[Previous entry: "deutschland! deutschland!"] [Main Index] [Next entry: "the animated house musical."]
12/03/2003: "can dvd"
I already couldn't wait to get my mitts on the Can DVD, the new collection of various Can shorts, the previously released Can documentary, the 1972 Can Free Concert, etc -- my fetish for precision-German-engineered music aside, I really do love them. But David Keenan's rather mixed review of the Can DVD in the Wire inadvertently makes it sound like the greatest thing ever!
Out of the whole set, the Can Documentary is the most revealing, if simultaneously the most frustrating. The editing is intrusive and tacky, with stills spinning across the screen, slow-motion skits and irritating loops that situate its visual aesthetic somewhere between a 70s edition of Top of the Pops and a low-budget episode of Chris Morris's Brass Eye...
Ooh but the cheesiness makes it!
...But here's guitarist Michael Karoli with his shirt unbuttoned to the waist, looking like David Cassidy with a habit, or, best of all, the group live on The Old Grey Whistle Test, with Schmidt impossibly camp in a chainmail waistcoat taking fey, comedic karate chops at his keyboard.
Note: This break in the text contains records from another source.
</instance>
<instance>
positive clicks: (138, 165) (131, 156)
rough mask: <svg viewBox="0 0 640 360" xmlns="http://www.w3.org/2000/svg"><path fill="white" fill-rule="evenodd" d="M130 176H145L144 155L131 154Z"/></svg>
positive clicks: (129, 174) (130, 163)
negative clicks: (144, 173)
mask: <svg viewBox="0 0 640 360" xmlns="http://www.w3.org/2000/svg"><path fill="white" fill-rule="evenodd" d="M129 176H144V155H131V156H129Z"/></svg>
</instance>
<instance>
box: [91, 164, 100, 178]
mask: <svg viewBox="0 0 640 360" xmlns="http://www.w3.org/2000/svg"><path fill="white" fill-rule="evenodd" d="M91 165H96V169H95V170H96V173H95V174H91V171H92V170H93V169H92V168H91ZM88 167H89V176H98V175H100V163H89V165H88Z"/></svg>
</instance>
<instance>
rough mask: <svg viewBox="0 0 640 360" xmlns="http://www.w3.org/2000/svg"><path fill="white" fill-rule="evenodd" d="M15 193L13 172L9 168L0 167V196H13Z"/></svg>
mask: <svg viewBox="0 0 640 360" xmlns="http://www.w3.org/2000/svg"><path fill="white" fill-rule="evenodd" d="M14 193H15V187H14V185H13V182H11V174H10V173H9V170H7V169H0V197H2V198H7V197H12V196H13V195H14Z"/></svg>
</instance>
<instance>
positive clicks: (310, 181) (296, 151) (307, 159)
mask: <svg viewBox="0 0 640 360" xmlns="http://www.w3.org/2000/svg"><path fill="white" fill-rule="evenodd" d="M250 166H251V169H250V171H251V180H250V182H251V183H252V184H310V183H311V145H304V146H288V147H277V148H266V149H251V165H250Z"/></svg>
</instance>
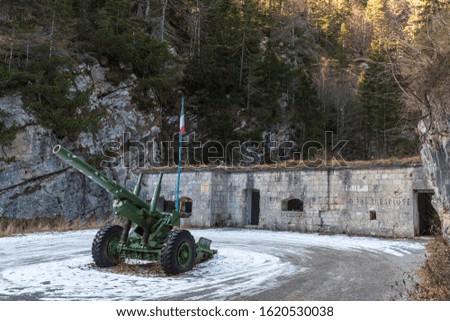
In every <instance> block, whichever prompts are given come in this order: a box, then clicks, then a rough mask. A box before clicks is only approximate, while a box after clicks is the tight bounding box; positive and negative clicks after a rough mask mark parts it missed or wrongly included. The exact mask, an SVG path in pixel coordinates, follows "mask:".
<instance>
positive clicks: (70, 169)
mask: <svg viewBox="0 0 450 321" xmlns="http://www.w3.org/2000/svg"><path fill="white" fill-rule="evenodd" d="M77 73H78V75H77V76H76V78H75V82H74V84H73V87H72V88H71V91H72V92H74V91H86V90H92V94H91V96H90V103H89V105H88V106H87V108H88V109H89V110H93V109H96V108H102V109H103V110H104V111H105V112H106V113H105V116H104V117H103V119H102V120H101V126H100V127H101V129H100V130H99V131H98V132H95V133H87V132H83V133H81V134H80V136H79V138H78V140H77V142H76V143H70V142H69V141H67V140H63V141H59V140H58V139H57V138H56V137H55V136H54V135H53V133H52V131H51V130H50V129H47V128H43V127H42V126H40V125H39V124H37V122H36V120H35V118H34V117H33V115H32V114H31V113H30V112H28V110H27V108H26V106H24V104H23V102H22V100H21V97H20V95H13V96H5V97H1V98H0V115H1V123H2V124H3V126H4V128H6V129H8V128H12V127H13V126H14V127H15V128H17V130H16V135H15V138H14V139H13V140H12V141H11V142H8V143H6V144H4V145H0V217H1V216H4V217H17V218H35V217H49V218H51V217H54V216H56V215H62V216H63V217H64V218H66V219H67V220H69V221H71V220H74V219H76V218H78V217H85V218H89V217H90V216H92V215H94V214H95V215H96V216H97V217H98V218H105V217H107V216H108V215H109V214H110V213H111V212H112V207H111V204H112V198H111V196H110V195H109V194H108V193H107V192H106V191H104V190H103V189H102V188H101V187H99V186H97V185H96V184H95V183H91V182H90V181H89V179H88V178H86V177H85V176H84V175H82V174H81V173H78V172H77V171H76V170H74V169H72V168H70V167H69V166H68V165H67V164H66V163H64V162H62V161H61V160H60V159H59V158H57V157H55V156H54V155H53V153H52V148H53V146H55V145H57V144H61V145H63V146H65V147H66V148H68V149H70V150H73V151H74V152H75V153H77V154H78V155H80V153H81V151H84V153H85V155H100V151H101V148H102V146H103V144H105V143H107V142H111V141H115V142H122V141H123V137H124V133H128V134H126V135H128V137H129V138H130V139H132V140H133V141H136V142H145V141H147V140H151V139H153V138H158V135H159V133H160V131H159V130H156V129H157V128H158V127H157V124H155V117H154V116H153V115H151V114H146V115H144V114H143V113H141V112H139V111H137V110H136V108H135V107H134V106H133V105H132V103H131V95H130V90H131V89H132V88H133V86H134V81H135V78H133V77H131V78H130V79H129V80H127V81H125V82H123V83H120V84H119V85H117V86H113V85H111V84H110V83H108V82H107V81H106V80H105V70H104V69H103V68H102V67H101V66H100V65H98V64H94V65H92V66H88V65H81V66H79V68H78V70H77ZM151 128H152V130H150V129H151ZM104 172H106V173H107V174H109V176H111V177H112V178H114V179H116V180H117V181H118V182H120V183H123V182H125V183H126V181H127V180H128V179H129V177H130V176H133V175H132V174H131V170H129V169H128V168H123V167H122V166H121V168H120V170H119V168H118V169H116V170H114V169H111V170H108V169H106V170H104ZM125 185H126V184H125Z"/></svg>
It's hilarious and distressing at the same time, as Can's once-mysterious veneer erodes before your eyes and you're left watching aghast as Schmidt minces and mimes "I Want More" live on Top of the Pops while decked out in a glittery Silver Surfer baseball jacket...
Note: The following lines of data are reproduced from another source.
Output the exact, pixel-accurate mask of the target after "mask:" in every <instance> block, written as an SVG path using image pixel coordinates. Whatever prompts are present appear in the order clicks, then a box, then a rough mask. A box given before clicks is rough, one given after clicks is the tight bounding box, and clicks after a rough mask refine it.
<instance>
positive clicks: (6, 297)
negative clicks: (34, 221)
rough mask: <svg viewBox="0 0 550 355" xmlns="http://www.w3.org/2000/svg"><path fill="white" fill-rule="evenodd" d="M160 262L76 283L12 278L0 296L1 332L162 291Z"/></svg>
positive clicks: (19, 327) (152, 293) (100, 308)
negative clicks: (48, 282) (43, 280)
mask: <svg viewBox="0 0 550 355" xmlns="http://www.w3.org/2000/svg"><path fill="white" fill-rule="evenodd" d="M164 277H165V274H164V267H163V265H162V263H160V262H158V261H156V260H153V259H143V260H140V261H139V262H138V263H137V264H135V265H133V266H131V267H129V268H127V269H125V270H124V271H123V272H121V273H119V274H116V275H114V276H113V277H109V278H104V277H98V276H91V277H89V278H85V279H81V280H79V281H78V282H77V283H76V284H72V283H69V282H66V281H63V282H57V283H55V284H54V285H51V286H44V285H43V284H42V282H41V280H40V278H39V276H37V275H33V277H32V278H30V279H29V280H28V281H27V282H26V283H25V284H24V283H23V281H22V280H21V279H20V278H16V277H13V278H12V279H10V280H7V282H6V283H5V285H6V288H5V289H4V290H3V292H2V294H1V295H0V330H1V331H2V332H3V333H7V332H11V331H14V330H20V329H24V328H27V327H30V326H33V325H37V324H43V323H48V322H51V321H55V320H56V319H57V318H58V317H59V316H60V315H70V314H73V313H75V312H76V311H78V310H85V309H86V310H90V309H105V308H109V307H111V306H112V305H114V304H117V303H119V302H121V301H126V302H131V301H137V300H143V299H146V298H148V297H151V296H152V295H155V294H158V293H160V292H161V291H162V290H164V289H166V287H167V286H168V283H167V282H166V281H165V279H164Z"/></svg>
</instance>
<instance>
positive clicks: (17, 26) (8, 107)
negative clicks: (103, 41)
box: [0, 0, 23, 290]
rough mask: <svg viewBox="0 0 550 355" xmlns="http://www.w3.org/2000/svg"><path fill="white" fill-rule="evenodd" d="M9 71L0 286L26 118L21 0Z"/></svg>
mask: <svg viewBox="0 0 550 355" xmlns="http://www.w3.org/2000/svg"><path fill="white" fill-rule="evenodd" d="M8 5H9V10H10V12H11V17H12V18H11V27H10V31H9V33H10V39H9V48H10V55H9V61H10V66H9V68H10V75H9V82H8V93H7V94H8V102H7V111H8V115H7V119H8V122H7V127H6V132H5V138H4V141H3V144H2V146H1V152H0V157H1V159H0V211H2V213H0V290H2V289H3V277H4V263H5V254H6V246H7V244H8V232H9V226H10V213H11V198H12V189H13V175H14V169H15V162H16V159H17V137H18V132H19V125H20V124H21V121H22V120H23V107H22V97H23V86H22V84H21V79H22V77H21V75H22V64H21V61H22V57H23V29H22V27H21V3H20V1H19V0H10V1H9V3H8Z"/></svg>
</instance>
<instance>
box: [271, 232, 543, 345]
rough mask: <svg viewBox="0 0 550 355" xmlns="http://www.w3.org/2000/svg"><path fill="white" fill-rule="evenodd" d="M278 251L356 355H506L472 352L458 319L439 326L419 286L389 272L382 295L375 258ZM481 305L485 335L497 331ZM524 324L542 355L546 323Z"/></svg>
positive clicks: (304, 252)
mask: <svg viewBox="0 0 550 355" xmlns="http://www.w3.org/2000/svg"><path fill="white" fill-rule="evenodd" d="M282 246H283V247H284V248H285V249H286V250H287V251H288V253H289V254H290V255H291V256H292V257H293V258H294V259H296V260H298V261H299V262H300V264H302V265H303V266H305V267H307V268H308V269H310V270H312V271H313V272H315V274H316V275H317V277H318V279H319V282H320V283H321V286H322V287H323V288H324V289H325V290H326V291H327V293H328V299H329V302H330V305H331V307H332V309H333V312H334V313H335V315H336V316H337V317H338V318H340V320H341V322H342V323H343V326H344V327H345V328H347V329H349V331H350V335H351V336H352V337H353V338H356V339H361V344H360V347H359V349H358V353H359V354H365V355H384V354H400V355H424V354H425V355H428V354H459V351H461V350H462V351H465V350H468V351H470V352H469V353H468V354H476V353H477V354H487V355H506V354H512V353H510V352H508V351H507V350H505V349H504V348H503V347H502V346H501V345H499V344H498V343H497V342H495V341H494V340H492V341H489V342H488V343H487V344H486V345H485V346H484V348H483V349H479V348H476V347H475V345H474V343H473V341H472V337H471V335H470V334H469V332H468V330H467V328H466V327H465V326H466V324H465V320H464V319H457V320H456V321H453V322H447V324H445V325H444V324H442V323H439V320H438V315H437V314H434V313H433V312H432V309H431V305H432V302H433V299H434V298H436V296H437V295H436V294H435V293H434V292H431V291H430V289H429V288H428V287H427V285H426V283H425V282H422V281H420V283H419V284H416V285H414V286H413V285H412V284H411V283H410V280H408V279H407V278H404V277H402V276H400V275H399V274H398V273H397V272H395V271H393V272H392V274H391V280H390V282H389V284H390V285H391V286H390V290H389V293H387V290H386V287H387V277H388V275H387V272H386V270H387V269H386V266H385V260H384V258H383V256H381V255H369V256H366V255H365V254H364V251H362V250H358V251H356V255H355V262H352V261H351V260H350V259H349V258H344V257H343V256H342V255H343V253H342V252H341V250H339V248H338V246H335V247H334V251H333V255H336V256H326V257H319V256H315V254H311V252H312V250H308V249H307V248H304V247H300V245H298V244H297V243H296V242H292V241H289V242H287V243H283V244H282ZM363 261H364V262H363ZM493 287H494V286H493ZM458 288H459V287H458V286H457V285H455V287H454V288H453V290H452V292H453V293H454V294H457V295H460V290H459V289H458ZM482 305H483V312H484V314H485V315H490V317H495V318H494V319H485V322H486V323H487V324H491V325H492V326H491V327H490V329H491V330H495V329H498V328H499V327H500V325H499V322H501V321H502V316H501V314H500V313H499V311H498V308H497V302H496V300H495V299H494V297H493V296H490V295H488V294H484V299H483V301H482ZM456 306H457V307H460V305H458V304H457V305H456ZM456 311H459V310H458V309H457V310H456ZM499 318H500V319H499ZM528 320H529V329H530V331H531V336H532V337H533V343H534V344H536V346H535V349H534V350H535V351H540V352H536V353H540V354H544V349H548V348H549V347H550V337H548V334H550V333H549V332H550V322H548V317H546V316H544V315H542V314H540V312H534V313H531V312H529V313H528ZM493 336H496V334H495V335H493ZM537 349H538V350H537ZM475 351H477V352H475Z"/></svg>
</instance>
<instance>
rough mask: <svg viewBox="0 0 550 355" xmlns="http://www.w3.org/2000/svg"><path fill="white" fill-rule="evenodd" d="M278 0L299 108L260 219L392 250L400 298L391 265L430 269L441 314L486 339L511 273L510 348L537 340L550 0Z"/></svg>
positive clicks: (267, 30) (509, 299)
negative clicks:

GREATEST DVD EVER. Keenan goes on to say that Can "...at their best worked an inviolable slipstream parallel to whatever was going on contemporarily..." Sure, but part of what made Can cool was that they were so uncool. Music so unearthly that it made sense that they were uber-nerdly. Silly moustaches, iffy fashion sense and an almost-glamminess done up Deutsche-stylee -- that all made them even more awesome, made them nearly human before they shuttled back off into space.